Все старые партии замахнулись на большее, требовали более радикальных перемен и ждали от войны и ее изменчивости какого-нибудь ускоряющего события, которое дало бы им возможность, которой они так долго ждали напрасно. Признаки изменения настроений в рабочей среде поразили внимательных наблюдателей и усилили серьезность кризиса. Робкие люди набрались смелости и публично исповедали свою веру, невзирая на последствия для себя; князья выступили вперед в качестве защитников крестьян; состоятельные землевладельцы подписались под средствами для агитации против режима; князь Вяземский публично выразил протест против нападения казаков на толпу перед Казанским собором в Санкт-Петербурге и был в немилости отправлен царем в свое имение. Чиновники, которые до этого поддерживали правительство, теперь объявили, что, что бы ни случилось, они свяжут свою судьбу с народом. При этом о настроениях, идеалах и ментальных процессах народа они не имели даже приблизительного представления. Например, знакомый мне чиновник, который должен был получить назначение на пост губернатора определенной губернии, подписал петицию за законодательное собрание и тем самым разрушил свою карьеру. Единогласный совет Санкт-Петербургского политехнического института — образцового учебного заведения, основанного Витте, — направил министру финансов меморандум, в котором выразил твердую уверенность в том, что техническое образование невозможно до тех пор, пока политические и социальные условия, неотделимые от самодержавия, остаются неизменными. Ялтинское самоуправление телеграфировало князю Мирскому о своей уверенности в том, что высокая смертность в городах России является одним из прямых последствий самодержавия и не может улучшиться до тех пор, пока причина не будет устранена. Петербургская и московская адвокатуры направили в столицу делегацию с петицией о представительном правлении. Словом, реформаторы — а интеллигенция теперь практически сплошь состояла из реформаторов — делали стрелы из любого подвернувшегося под руку дерева.

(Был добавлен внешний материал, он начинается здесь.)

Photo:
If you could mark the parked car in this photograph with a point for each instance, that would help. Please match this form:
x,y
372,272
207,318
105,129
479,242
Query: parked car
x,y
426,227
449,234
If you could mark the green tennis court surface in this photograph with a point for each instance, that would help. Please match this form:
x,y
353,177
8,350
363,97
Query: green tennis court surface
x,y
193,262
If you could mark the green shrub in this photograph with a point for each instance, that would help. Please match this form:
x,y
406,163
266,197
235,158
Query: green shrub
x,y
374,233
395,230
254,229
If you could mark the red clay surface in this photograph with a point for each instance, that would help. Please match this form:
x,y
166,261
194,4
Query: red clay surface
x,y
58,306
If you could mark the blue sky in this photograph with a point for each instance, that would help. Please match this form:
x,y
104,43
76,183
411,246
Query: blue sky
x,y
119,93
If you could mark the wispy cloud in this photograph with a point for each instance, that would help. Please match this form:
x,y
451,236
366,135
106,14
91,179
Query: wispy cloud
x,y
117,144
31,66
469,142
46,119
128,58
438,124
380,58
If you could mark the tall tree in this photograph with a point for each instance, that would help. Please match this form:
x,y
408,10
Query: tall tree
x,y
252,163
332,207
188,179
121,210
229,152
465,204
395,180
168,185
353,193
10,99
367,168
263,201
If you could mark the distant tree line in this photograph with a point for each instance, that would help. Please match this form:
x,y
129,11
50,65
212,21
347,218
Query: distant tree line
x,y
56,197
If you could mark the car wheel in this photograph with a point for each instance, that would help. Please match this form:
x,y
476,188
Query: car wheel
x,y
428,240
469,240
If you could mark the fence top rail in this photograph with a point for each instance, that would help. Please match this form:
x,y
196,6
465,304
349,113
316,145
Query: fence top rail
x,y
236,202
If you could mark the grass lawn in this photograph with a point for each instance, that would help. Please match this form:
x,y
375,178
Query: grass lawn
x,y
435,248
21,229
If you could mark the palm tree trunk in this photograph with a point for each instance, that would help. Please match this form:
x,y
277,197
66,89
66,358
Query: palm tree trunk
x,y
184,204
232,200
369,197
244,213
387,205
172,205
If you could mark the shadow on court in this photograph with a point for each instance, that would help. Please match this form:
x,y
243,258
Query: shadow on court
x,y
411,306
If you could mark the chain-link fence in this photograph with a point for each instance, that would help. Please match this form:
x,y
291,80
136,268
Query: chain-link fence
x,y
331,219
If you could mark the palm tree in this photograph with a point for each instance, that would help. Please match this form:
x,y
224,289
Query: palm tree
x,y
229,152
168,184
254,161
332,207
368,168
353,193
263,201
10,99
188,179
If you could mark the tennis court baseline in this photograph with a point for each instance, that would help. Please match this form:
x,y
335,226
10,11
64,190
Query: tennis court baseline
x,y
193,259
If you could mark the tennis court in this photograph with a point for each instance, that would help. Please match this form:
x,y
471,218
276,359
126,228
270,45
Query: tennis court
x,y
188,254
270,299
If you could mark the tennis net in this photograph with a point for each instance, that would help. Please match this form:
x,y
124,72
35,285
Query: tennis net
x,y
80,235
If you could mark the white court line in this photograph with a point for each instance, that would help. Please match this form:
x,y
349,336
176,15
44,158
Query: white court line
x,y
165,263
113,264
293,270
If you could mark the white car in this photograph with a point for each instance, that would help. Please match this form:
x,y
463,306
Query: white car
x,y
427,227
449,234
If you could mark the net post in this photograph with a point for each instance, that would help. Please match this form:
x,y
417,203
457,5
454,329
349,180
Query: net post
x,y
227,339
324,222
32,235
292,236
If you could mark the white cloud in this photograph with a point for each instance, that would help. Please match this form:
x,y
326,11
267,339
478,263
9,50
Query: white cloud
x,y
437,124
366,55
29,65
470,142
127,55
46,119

12 декабря провинциальный Земский съезд Калуги направил императору адрес, который вызвал резонанс по всей России. Члены съезда изящно предложили сплотиться вокруг его Величества и поддержать его «против врагов закона и порядка», то есть бюрократии. Свой адрес они завершили надеждой, что царь созовет избранных представителей земли для содействия ее мирному развитию и процветанию.

Московская городская дума единогласно приняла резолюцию, провозглашающую абсолютную необходимость таких реформ, как правовая защита личности от произвол чиновничества; отмена тех исключительных положений, которые наделяли местную власть правом арестовывать или высылать любого человека без объяснения причин; свобода вероисповедания, печати, собраний и ассоциаций; народная палата для надзора за этими народными правами и контроля за правительством. Петербургское самоуправление приняло аналогичную резолюцию. Организовывались банкеты, на которых произносились пламенные речи, подобные тем, что мы читали в Париже накануне великой революции. На одном из таких праздничных собраний в публичном зале гости числом в несколько тысяч человек накрыли портрет царя красным флагом, на котором белыми буквами отчетливо виднелась надпись: «Долой самодержавие». На многих других единогласно чествовали двух людей, убивших Плеве. Адвокат Сазонова — одного из этих двоих — сказал в своей защитительной речи: «Бомба, разорвавшая господина Плеве на куски, была наполнена не динамитом, а слезами вдов и сирот тех, кого он отправил на эшафот, в мрачные подземелья и в Сибирь». Столь откровенных речей не слыхивали с тех пор, как Россия стала империей.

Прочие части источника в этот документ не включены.